A charged particle is observed traveling in a circular path of radius R in a uniform magnetic field. If the particle was traveling twice as fast, the radius of the circular path would be
8R.
R/4.
R/2.
2R.
4R.
expanation lso
r = mv/qB
double r ---> double v
To determine how the radius of the circular path changes when the speed of the charged particle is doubled, we can use the equation for the magnetic force on a charged particle moving in a magnetic field:
F = qvB
Where:
F is the magnetic force on the particle,
q is the charge of the particle,
v is the velocity of the particle,
B is the magnetic field strength.
The centripetal force that keeps the particle moving in a circular path is given by:
F = (mv²) / R
Where:
m is the mass of the particle,
v is the velocity of the particle,
R is the radius of the circular path.
Since the magnetic force is responsible for providing the centripetal force, we can equate the two equations:
qvB = (mv²) / R
Canceling out the charge and mass from both sides, we get:
vB = v² / R
Rearranging the equation, we have:
v² = RB
Now, if the speed of the particle is doubled, we have:
(2v)² = RB
4v² = RB
Dividing both sides by B, we get:
4v² / B = R
Since R is the radius of the circular path, we find that the radius would be 4R when the particle is traveling twice as fast. Therefore, the correct answer is 4R.
To determine the relationship between the speed of the particle and the radius of the circular path, we can use the formula for the magnetic force experienced by a charged particle moving in a magnetic field:
F = q * v * B * sin(theta)
where:
- F is the magnetic force
- q is the charge of the particle
- v is the velocity of the particle
- B is the magnetic field strength
- theta is the angle between the velocity vector and the magnetic field vector.
Since the particle is moving in a circular path, its velocity vector is always perpendicular to the magnetic field vector. Therefore, sin(theta) = 1.

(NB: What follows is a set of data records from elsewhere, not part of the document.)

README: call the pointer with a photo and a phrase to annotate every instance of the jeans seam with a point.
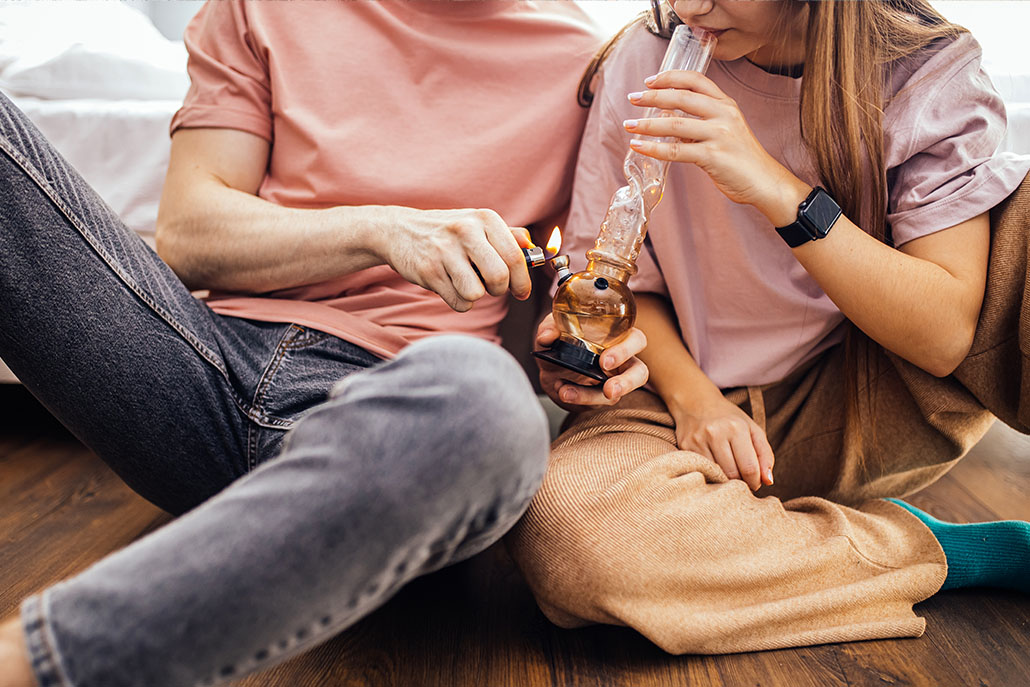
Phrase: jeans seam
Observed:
(42, 648)
(261, 391)
(44, 185)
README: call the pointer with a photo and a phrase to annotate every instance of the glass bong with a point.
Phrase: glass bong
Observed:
(594, 309)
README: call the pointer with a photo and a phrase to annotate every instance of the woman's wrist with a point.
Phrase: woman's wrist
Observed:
(780, 207)
(687, 400)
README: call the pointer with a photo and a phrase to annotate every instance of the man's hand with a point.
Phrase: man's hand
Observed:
(438, 248)
(574, 391)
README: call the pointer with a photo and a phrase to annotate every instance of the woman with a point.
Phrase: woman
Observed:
(836, 170)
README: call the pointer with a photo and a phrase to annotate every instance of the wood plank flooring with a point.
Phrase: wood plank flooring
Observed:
(475, 624)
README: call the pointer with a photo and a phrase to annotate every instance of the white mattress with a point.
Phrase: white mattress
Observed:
(119, 146)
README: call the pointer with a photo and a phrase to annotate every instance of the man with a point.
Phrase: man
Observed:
(327, 176)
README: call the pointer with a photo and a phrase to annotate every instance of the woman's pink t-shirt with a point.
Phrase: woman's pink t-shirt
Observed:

In a circular path, the magnetic force provides the necessary centripetal force to keep the particle in the circular motion. The magnitude of the centripetal force is given by:
F_c = m * (v^2 / r)
where:
- F_c is the centripetal force
- m is the mass of the particle
- v is the velocity of the particle
- r is the radius of the circular path.
Since the centripetal force is provided by the magnetic force, we can equate the two equations:
m * (v^2 / r) = q * v * B
Canceling out the common factors, we get:
m * (v / r) = q * B
From this equation, we can see that the velocity of the particle is inversely proportional to the radius of the circular path. So, if the velocity of the particle is doubled, the radius of the circular path will be halved.
Therefore, the correct answer is R/2.